Hip dysplasia is a hereditary health condition that leads to abnormal hip development in affected dogs, which can be both painful and affect their normal movement. Because the condition is passed on from the parent dogs to their young, preventing dogs with bad hips from breeding is important, and in some cases, mandated by The Kennel Club for registered pedigree dogs of certain breeds.
Affected dogs may need a fairly complicated surgery to correct the condition, and this is not possible in all cases. This means that by far the best way to manage the general issue of hip dysplasia in dogs is by testing for the condition in potential stud dogs, and ensuring that any dogs affected by it or carrying the appropriate markers for the condition are not used for breeding.
In this article, we will look at hip dysplasia testing in more detail including what it involved, how it works, and how to interpret the results of the tests. Read on to learn more.
Hip dysplasia can affect either one or both hips, and occurs when the hips do not develop properly as the dog goes through the transition from puppy to adult, which means that in some cases, the condition will not become apparent until the dog reaches two years of age.
In healthy hips, the ball and socket joints are well matched and fit together snugly, allowing the dog to have a normal range of movement without problems-however, hip dysplasia occurs when these joints develop abnormally, so that the ball and socket joints do not fit perfectly together. This is often exacerbated by poor muscle tone around the hip joint itself, which also helps to keep the joint in place in healthy dogs.
Affected dogs are born with apparently normal hips that do not cause any problems until they get a little older, but over time the ball and socket joint of affected dogs will begin to separate, causing the hips to become malformed, painful, and unable to move properly. This is known as subluxation.
You can find out more about hip dysplasia in dogs in detail by reading this article.

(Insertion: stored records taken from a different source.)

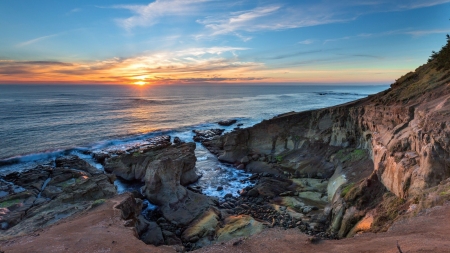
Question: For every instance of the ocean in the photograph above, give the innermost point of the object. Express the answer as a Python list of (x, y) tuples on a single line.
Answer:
[(41, 122)]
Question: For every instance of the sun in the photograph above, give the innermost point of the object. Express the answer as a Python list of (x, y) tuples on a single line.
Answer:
[(140, 83)]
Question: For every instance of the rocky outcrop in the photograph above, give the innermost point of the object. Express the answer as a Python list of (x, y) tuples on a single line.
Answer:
[(41, 196), (206, 135), (397, 139), (227, 122), (165, 171)]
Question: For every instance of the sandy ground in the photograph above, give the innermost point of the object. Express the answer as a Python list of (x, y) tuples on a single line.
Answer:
[(102, 230)]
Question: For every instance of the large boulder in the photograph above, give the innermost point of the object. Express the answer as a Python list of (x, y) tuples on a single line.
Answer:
[(165, 171), (135, 165), (41, 196)]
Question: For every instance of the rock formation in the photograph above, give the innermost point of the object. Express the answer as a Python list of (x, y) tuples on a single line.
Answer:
[(395, 142), (43, 195), (165, 171)]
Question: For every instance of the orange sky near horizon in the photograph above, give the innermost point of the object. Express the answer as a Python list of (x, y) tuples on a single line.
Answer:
[(148, 71)]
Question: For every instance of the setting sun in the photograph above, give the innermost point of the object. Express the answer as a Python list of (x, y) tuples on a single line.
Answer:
[(140, 83)]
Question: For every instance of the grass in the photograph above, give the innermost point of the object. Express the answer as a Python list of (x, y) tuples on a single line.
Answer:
[(347, 189)]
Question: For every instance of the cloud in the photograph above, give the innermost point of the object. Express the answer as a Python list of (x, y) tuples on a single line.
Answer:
[(32, 41), (75, 10), (415, 33), (195, 64), (427, 32), (269, 18), (416, 4), (295, 54), (306, 42), (244, 20), (148, 15)]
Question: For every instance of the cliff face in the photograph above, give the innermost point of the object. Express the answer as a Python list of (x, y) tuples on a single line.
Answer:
[(399, 137)]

The test required to identify a predisposition to hip dysplasia is called hip scoring, and ultimately results in the person assessing the state of a given dog’s hips assigning a “score” to them, which indicates how healthy or otherwise they are.
The scoring system runs from zero up to 106, and the lower the score, the better the hip health of the dog in question.
Each breed of dog is also assigned a breed average hip score, which can vary considerably between breeds, and umbrella guidance for breeding is to only breed from dogs whose hip score comes in below the breed average.
Scoring is carried out by the professional examination of X rays of the dog’s hips, and these X rays are usually taken at your local veterinary clinic, and then sent off for assessment.
What type of dogs are prone to hip dysplasia?
As the most common hereditary skeletal condition that can affect dogs, a great number of different dog breeds are potentially at risk of the condition. You can search for the risk factors and recommended health tests for your own breed of dog by using The Kennel Club’s Breed Information Centre search tool.
Large and giant dog breeds such as the German Shepherd and St. Bernard tend to be at greater risk of the condition than small and light dogs, but it can present in any breed or type of dog, including cross breeds.
If your dog breed has hip dysplasia listed as one of the at-risk condition in The Kennel Club’s database, pedigree dogs of the breed should be tested under the KC/BVA scheme prior to breeding. For some dog breeds that are at particularly high risk of the condition, this is actually necessary in order to be permitted to register the dog with The Kennel Club.
Dogs who also have a known history of hip dysplasia in their breed line whether or not the dog in question appears healthy should also be tested if you wish to breed from them, regardless of whether or not the condition is considered to be prevalent within that specific breed.
Because scoring for the condition is based on X ray examination and the condition often will not become apparent until the dog is fully grown, hip scoring can only be performed on dogs over two years old, in order to ensure that the test returns a definitive result.
This means that it is the potential parent dogs that need to be hip scored, rather than their future litter-and of course, both the dam and the sire should be tested. However, the hip score results are good for life once determined, and so the test and assessment only needs to be performed once on stud dogs, regardless of how many subsequent litters they produce.
You can find out more about The Kennel Club and the British Veterinary Association’s hip testing scheme, including the cost for the test (exclusive of the cost of the X rays) and the averages across different dog breeds by checking out The Kennel Club’s hip dysplasia information section.